Further studies demonstrating the regulation induced by the uptake of secreted miRNA in the recipient cells have been reported. Rat gliosarcoma cells expressing an miRNA that lacks homology in rat cells were co-cultured with cells expressing a luciferase reporter encoding the target mRNA. The decrease in luciferase reporter activity that was observed was reversed with the addition of carbenoxolone, indicating that gap junction communication regulates intercellular transfer of miRNA.¹²⁷ Other studies suggest the same miRNA transfer mechanism via gap junctions between cardiomyocytes in culture¹²⁸ and between bone marrow stromal cells and a breast cancer cell line.²¹ Furthermore, transfer of functional miRNA from immune cells involving EVs was found to be a unidirectional and antigen-dependent driven mechanism. Targeting neutral sphingomyelinase-2 inhibited this transfer.^79,129 miRNAs are well described to bind to the RISC protein complex¹³⁰ but some miRNA have been reported to directly bind to other proteins, acting as a decoy and preventing the miRNA from blocking translation of mRNA.¹³¹ Fabbri et al. showed that EVs contain miRNAs that can reach and bind to Toll-like receptors (TLR)-containing endosomes in recipient cells, triggering a TLR-mediated prometastatic inflammatory response that may lead to tumor growth and metastasis.¹³² Thus, the role of transferred miRNAs secreted by donor cells can be not limited to post-transcriptional effects in the recipient cells but can also act as a paracrine signal.

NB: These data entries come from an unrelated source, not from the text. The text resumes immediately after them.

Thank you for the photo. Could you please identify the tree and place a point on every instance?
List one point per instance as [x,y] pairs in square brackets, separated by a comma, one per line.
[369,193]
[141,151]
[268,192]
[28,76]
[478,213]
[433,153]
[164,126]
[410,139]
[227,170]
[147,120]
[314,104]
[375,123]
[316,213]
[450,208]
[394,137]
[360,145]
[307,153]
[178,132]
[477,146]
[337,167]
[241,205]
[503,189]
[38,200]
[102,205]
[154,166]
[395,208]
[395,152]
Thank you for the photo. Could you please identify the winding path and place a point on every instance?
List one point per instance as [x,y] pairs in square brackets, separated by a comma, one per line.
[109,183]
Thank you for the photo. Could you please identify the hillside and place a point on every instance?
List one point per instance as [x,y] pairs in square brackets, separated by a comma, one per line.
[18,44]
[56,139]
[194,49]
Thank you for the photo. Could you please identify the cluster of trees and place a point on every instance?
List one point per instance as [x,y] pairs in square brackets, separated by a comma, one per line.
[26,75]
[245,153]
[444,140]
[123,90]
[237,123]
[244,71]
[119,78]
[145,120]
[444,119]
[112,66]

Extracellular Vesicles—Metastasis

Metastasis is the leading cause of cancer death, yet it has been an enigma for researchers. It is considered a mechanistically inefficient process because of its dependence on very regulated and controlled systemic fueling. This premetastatic niche is presumed to play a role in dormancy, relapse and development of metastasis. An emerging role of EVs is formulating the premetastatic niche. Ghasemi et al. have termed these EVs “metastasomes” and hypothesized that they may aid foundation of the secondary lesions via a “malignant trait” spreading system that regulates the interactions between tumor tissue-specific RNA and the cell-type/tissuespecific RNA within the target organ, thus serving as tumororgan matchmakers.¹³³ Recent studies have shown that these EVs are actually “customized” to the cancers. In studies comparing EVs from cancer cells and normal cells, the selectively exported miRNAs, whose release is increased in malignant cells, are packaged in structures that are different from those that carry neutrally released miRNAs.^5,99

In closing, the recent discoveries on the study of tumor-derived EVs reveal new insights into the cellular basis of tumor stromal support. There is potential to translate this information into developing novel innovative approaches for cancer diagnostics and personalized therapy. The complexity and variety of the EV cargo implicates them in a multipronged approach toward tumor support, and hijacking their functions to engineer tumor-inhibitory EVs seems plausible. Most of the current knowledge is on the molecular profiling of the circulating EVs as biomarkers for cancers, which induces multiple platforms for personalized diagnostics. Recent literature demonstrates several possibilities of EVs as to whether the preparatory methods and studies performed are specific to the model system used. The debate is not easily resolved, but it stresses the importance of requiring in-process data for preparations and developing models to reconcile the differences in the observations related to the role of EVs in intercellular communication.